The opinion for babies up to 12 months of age found Danone’s 30-trial strong dossier wanting for containing limited, inconsistent and irrelevant trial data. It can be found here​.

A failure to communicate

Danone Baby Nutrition vice president of global quality and public affairs, Phillip Pratt, said while Danone remained a supporter of the regulation, EFSA’s failure to communicate with applicants was compromising the working of a system that remained a “learning experience” ​for all concerned.

He said published guidelines and EFSA’s assessment procedures and criteria were not in alliance, with the agency, “seeming to follow a different approach in reviewing our science than we had expected”.

“This opinion raises questions about the procedure applicants are obliged to follow,”​ Pratt told NutraIngredients.com.

“There clearly remains a discrepancy between the dossier submission requirements and EFSA assessment. As previously highlighted by stakeholders, this again focuses attention on the urgent need for direct scientific dialogue, which is currently lacking in the process between EFSA and applicants.”

He said Danone would take advantage of the 30-day response period to engage with EFSA on its opinion. “There is a lot that can happen.”

Added Pratt: “Key for us is the full body of evidence but EFSA has discounted animal data, composition of microbiota, stool pH, SCFA profile, faecal sIgA and anti-immunoglobulin profile. EFSA does not appear to have appreciated the relevance of all other studies.”

EFSA says no

In rejecting Danone’s submission that included 25 human and five non-human trials, EFSA’s Panel on Dietetic Products, Nutrition and Allergies (NDA) highlighted a 2005 ‘gold standard’, double-blind, randomised controlled trial employing dietary prebiotic oligosaccharides (Moro et al (2005).

The trial was conducted on 259 infants (128 males) with a history of atopic dermatitis and other infections. It showed significant reductions in atopic dermatitis among the intervention group fed the Immunofortis 9:1 mixture of short-chain galacto-oligosaccharides (scGOS) and long-chain fructo-oligosaccharides (lcFOS).

After two years, atopic dermatitis (13.6% v 27.9%), recurrent wheeze (8% v 21%), allergic urticaria (1.5% v 10%) were significantly lower among those on the formula for the 134 infants who completed the trial.
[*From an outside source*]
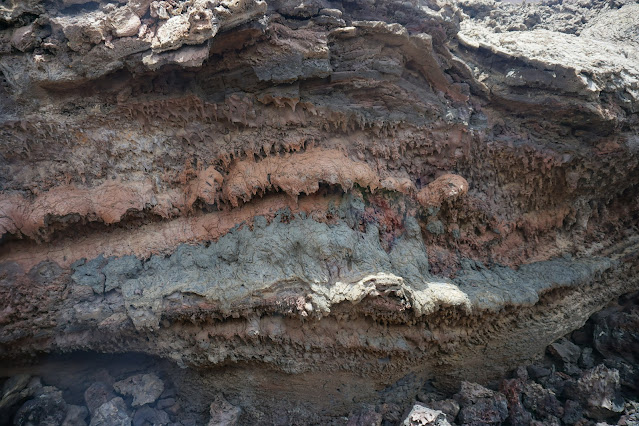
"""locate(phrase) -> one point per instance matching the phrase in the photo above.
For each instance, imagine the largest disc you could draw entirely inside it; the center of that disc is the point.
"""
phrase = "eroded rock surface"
(369, 195)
But the NDA pointed out several weaknesses that led it to discount the trial findings. These included:

  • a failure to assess the allergic nature of dermatitis, wheezing and urticaria
  • a lack of clarity about how the infections were diagnosed
  • unclear criteria used by paediatricians to prescribe antiobiotics
  • failure to correct for multiple endpoints

Pratt said: “The Panel concluded that the weaknesses of this study only ‘limits’ its value. So therefore we consider the study is still relevant as substantiation for the submitted consumer claim.”

He said other studies in the area were underway, “using the translational research approach which is as recommended by the WHO and PASSCLAIM.”
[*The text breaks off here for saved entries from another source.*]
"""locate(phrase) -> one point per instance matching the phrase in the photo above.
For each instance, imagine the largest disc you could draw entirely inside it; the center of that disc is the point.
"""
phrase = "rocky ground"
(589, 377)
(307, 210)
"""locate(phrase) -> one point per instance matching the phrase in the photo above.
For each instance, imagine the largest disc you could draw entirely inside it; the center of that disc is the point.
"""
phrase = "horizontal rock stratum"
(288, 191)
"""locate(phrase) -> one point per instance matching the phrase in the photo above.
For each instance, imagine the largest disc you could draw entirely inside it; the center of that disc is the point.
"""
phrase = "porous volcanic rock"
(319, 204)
The NDA also discounted animal studies for irrelevance to human populations; other clinical trials for inappropriate outcomes or inconsistent or unconvincing evidence.

“It is increasingly evident that EFSA requires an unprecedented level of scientific evidence in this emerging field, linking nutrition and immunity,”​ Pratt said.

Follow-on impact

Danone employs the claim on products such as Aptamel and Nutrilon in the 14 European Union countries in which it sells follow-on formulas that are designed for infants over the age of six months. (Infant formulas are designed for babies under six months and are prohibited from making such marketing slogans under European Union law.)

Pratt said that while the company “stood by its science” ​it acknowledged the opinion “does have an impact” ​on its existing follow-on formula claim-making.

“There are packaging implications so we will sit down and look at what we have to do,” ​he said, noting that even though the opinion was not yet law; nor certain to become law in its current shape; the marketing of follow-on formulas with long shelves needed to be considered now.

If and when the opinion is adopted into the European Union legislature, companies have six months to comply with it.

The issues confronted by Danone and others seeking to make health claims in the EU, the US and Canada, will be discussed at a Cantox-hosted conference in Brussels on February 23.